Anyhow, there was no divergence of opinion or sympathy between the two sexes in Ulster on the question of Union or Home Rule; and the women who everywhere attended the meetings in large numbers were no idle sightseers--though they were certainly hero-worshippers of the Ulster leader--but a genuine political force to be taken into account.
It was during the September campaign that the "wooden guns" and "dummy rifles" appeared, which excited so much derision in the English Radical Press, whose editors little dreamed that the day was not far distant when Mr.Asquith's Government would be glad enough to borrow those same dummy rifles for training the new levies of Kitchener's Army to fight the Germans.
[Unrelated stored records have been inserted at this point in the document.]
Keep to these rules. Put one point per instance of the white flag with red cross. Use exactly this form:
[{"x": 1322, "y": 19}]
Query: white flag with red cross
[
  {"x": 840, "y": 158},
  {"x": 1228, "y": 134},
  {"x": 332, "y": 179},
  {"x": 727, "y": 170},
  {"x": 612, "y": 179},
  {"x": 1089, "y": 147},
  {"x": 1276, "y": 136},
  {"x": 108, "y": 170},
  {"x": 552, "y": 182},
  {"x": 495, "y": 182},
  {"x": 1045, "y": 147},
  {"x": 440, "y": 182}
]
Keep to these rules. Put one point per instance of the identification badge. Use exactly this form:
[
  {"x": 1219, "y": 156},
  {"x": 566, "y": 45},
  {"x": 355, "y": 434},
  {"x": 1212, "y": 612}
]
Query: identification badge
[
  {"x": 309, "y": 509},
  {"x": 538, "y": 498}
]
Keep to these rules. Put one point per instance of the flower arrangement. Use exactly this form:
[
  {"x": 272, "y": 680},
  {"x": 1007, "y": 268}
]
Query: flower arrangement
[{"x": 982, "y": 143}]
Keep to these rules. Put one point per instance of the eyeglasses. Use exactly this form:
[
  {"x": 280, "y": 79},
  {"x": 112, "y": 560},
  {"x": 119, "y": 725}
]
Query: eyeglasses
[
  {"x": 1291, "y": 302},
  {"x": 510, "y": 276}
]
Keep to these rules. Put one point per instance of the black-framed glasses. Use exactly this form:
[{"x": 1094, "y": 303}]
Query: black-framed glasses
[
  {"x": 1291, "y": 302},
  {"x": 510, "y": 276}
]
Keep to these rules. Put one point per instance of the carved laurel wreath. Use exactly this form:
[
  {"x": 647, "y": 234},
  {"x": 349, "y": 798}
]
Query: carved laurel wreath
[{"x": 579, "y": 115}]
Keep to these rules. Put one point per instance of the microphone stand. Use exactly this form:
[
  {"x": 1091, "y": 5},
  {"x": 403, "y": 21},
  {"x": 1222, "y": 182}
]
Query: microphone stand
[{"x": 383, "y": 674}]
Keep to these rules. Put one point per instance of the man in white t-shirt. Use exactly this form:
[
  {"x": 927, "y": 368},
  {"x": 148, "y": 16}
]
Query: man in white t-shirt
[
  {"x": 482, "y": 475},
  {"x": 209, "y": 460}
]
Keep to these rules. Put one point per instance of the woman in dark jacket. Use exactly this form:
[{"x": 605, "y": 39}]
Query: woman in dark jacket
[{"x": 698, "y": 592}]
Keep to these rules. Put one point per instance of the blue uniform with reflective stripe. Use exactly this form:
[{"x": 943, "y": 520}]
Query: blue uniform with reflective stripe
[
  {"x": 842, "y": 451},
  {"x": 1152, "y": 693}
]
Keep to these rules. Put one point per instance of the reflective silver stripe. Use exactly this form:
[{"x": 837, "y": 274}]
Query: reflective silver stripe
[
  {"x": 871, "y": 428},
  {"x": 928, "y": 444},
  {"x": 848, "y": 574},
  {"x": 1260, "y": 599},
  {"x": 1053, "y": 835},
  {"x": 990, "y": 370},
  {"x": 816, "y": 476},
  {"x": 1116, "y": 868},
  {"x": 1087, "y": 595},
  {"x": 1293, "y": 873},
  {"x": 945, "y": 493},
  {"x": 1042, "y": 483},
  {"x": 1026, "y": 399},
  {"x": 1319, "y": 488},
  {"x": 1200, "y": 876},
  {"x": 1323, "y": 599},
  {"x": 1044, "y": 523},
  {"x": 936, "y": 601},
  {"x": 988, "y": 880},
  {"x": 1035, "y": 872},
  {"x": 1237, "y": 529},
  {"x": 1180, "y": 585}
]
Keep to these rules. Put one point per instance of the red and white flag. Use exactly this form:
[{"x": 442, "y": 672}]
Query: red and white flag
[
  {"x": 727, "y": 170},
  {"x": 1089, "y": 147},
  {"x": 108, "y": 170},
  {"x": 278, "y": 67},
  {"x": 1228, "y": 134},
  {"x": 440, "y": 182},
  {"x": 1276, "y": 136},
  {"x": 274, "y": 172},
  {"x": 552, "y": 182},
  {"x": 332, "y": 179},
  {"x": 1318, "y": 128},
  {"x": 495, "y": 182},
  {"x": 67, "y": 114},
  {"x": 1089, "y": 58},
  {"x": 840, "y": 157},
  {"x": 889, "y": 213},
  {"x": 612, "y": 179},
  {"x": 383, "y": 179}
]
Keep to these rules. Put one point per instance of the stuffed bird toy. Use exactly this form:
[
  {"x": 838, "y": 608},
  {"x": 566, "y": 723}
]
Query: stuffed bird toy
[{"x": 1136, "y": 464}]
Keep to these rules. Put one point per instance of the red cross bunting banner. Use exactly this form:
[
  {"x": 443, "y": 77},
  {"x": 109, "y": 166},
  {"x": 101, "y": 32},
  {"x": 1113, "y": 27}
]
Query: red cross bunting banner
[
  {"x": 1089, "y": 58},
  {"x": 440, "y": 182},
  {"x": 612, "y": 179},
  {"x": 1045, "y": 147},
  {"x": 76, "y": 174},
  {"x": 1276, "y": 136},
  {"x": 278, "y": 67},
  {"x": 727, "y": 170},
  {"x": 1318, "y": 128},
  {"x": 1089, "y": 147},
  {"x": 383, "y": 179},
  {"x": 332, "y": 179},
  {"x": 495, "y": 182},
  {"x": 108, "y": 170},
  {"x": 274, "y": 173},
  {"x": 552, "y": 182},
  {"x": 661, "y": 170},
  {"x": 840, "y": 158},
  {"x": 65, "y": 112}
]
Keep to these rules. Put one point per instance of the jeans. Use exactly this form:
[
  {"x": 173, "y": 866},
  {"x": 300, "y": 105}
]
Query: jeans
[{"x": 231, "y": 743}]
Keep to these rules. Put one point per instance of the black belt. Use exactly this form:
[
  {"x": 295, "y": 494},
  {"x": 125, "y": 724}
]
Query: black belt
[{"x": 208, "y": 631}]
So far as the Ulstermen were concerned the ridicule of their quasi-military display and equipment never had any sting in it.
They were conscious of the strength given to their cause by the discipline and military organisation of the volunteers, even if the weapons with which they drilled should never be replaced by the real thing; and many of them had an instinctive belief that their leaders would see to it that they were effectively armed all in good time.

And so with grim earnestness they recruited the various battalions of volunteers, gave up their evenings to drilling, provided cyclist corps, signalling corps, ambulances and nurses; they were proud to receive their leader with guards of honour at the station, and bodyguards while he drove through their town or district to the meetings where he spoke.
Few of them probably ever so much as heard of the gibes of _The Irish News_, _The Daily News_, or _The Westminster Gazette_ at the "royal progresses" of "King Carson"; but they would have been in no way upset by them if they had, for they were far too much in earnest themselves to pay heed to the cheap sneers of others.

At each one of the September meetings there was a military setting to the business of the day.

At Enniskillen Carson was conducted by a cavalry escort to the ground where he was to address the people; at Coleraine, Portadown, and other places volunteers lined the route and marched in column to and from the meeting.